An unknown Minnesota Democrat earned a footnote in history Monday by casting one of the state’s 10 Electoral College votes for John Edwards, the Democratic vice presidential running mate for John Kerry.
The Edwards vote gives Minnesota its first “faithless elector,” the dubious name for Electoral College members who snub the candidate who won the state’s popular vote in the general election. Kerry, who beat President Bush in Minnesota but lost overall, wound up with nine of the state’s electoral votes.
No one claimed credit for the Edwards vote.
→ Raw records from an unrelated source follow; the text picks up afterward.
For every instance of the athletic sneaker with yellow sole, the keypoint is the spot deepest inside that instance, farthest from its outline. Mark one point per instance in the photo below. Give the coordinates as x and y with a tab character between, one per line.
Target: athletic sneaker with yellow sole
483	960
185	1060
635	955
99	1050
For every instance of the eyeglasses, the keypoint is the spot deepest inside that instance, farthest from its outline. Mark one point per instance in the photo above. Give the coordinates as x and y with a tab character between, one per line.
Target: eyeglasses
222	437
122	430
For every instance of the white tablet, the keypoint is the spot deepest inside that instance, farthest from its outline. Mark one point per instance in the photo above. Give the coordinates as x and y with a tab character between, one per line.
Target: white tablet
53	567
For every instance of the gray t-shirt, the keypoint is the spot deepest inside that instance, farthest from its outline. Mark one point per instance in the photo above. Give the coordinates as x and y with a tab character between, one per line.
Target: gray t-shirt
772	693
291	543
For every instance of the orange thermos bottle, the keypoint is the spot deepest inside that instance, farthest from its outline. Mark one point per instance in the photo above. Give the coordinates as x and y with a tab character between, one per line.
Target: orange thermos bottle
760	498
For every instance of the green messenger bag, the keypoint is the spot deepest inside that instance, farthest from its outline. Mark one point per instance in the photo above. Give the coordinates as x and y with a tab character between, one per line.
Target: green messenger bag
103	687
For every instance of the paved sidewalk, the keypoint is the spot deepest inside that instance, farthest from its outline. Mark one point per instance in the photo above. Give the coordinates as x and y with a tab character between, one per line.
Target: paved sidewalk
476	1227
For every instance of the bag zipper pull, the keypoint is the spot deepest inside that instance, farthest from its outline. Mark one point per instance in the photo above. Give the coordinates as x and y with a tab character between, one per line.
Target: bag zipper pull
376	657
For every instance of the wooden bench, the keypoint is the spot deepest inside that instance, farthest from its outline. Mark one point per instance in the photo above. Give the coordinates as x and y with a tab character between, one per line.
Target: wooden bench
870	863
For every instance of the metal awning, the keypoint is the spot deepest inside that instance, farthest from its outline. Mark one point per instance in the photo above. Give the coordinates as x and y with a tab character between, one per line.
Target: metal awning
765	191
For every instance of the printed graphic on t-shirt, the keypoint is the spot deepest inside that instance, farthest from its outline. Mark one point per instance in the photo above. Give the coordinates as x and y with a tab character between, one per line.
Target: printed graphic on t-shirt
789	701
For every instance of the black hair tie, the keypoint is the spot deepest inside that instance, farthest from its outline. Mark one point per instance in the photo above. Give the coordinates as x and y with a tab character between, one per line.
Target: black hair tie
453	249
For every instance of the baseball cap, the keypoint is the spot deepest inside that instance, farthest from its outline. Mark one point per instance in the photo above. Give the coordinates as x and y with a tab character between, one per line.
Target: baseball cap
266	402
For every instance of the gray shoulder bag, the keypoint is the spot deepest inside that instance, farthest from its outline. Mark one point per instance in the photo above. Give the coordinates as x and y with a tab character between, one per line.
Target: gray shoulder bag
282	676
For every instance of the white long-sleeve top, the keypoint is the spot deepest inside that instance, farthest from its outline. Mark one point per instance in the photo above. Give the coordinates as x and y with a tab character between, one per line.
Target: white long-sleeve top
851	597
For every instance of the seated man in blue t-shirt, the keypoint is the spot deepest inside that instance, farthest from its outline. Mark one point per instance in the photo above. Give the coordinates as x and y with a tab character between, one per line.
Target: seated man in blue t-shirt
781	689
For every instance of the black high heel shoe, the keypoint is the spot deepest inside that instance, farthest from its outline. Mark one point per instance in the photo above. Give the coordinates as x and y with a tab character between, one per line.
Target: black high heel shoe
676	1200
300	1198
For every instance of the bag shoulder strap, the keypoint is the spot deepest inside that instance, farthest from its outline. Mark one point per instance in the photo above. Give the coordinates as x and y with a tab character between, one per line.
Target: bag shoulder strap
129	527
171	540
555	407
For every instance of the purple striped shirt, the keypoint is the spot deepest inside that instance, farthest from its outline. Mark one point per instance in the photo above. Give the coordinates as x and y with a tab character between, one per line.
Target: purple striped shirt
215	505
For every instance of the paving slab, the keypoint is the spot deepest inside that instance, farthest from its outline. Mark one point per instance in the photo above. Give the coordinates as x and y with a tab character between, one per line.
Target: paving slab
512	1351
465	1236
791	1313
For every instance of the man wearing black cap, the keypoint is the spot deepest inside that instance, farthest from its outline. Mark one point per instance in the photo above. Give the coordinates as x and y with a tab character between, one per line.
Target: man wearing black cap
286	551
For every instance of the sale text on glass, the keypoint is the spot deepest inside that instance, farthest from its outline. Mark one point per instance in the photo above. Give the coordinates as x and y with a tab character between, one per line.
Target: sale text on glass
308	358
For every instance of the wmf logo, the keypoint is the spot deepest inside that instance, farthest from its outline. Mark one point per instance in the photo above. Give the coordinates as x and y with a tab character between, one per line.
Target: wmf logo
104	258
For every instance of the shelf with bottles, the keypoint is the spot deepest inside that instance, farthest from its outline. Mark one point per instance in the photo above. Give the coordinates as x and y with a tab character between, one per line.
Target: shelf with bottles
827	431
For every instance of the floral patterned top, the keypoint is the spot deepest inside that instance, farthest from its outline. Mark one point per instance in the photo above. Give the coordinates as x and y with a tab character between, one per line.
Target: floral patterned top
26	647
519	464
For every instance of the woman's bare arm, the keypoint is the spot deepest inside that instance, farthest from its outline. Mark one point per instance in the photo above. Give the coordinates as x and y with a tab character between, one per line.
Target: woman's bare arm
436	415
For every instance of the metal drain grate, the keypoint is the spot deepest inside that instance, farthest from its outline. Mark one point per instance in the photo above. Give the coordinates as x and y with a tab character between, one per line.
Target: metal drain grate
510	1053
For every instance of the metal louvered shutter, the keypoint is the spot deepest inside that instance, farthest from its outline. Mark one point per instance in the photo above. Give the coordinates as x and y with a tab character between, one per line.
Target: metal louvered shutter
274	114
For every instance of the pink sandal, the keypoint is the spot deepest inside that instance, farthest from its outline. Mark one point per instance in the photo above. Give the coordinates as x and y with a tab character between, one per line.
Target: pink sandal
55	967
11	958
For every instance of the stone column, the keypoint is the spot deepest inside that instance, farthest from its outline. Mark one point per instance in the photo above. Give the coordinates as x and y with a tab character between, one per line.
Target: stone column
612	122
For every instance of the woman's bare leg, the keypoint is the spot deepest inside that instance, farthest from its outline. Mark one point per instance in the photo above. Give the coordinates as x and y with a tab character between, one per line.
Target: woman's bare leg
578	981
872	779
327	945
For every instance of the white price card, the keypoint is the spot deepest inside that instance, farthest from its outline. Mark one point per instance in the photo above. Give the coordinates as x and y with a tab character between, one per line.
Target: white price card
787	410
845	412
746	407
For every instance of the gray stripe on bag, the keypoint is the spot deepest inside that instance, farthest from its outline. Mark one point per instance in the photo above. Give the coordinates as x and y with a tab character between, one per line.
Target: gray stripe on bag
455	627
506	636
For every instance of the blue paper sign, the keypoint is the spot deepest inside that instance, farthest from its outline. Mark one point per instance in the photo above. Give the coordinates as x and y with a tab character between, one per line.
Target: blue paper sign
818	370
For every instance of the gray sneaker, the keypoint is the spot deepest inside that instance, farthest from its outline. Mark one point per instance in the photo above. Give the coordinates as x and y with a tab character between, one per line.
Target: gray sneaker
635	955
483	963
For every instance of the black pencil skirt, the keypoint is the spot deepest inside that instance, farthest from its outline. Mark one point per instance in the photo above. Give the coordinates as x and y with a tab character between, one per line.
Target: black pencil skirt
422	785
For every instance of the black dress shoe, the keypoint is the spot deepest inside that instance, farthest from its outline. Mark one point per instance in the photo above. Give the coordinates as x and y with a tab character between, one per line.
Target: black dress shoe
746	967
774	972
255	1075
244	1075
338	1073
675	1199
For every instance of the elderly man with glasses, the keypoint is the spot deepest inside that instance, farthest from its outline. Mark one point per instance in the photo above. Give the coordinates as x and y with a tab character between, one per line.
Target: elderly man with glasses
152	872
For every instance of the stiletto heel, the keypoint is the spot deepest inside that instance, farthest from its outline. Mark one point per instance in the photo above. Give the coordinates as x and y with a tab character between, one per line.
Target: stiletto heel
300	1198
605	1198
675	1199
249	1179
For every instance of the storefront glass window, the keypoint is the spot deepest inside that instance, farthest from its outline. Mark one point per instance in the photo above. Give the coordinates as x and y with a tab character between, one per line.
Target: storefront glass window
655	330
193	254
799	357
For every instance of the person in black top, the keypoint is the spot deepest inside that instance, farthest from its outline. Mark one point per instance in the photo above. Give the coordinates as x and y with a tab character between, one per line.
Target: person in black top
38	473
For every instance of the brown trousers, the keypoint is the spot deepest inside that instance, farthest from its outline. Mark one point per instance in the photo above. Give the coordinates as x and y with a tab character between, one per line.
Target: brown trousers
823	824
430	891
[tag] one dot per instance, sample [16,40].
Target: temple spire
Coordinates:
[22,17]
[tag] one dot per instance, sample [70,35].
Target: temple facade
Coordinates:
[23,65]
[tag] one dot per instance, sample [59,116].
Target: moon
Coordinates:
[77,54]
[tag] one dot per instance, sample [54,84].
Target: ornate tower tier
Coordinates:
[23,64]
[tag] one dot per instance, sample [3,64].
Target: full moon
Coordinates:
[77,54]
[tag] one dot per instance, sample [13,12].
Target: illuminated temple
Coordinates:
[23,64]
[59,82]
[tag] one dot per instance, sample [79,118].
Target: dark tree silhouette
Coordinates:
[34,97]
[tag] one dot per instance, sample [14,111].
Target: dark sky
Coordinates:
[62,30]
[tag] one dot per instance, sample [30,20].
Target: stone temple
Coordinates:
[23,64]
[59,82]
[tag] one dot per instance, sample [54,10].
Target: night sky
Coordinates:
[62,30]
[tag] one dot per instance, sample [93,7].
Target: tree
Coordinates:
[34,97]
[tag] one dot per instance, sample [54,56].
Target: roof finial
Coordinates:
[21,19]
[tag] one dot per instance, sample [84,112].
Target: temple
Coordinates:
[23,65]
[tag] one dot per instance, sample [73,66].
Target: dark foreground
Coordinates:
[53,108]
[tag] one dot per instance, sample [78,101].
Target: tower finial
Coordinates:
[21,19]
Several electors said they suspected that someone unconsciously mixed up the two Johns on the ticket rather than purposefully made a political statement.
Look for the critics of the Electoral College to use this incident as another argument for abolishing the it altogether. Although, Timothy Noah in Slate makes the case for exposing the Electoral College vote to the public, thus establishing a method of accountability which might prevent “faithless” electors.
When a ballot is cast in secret in an ordinary election, the result is good for democracy because no voter need worry about being criticized or penalized over his choice. But when a ballot is cast in secret in the Electoral College, the result is bad for democracy, for precisely the same reason. We want electors to worry about being criticized or penalized over their choice, because electors aren’t supposed to exercise choice in the first place. Secrecy makes it impossible to know whether the elector did what the voters sent him to do; it renders the Electoral College unaccountable to the people.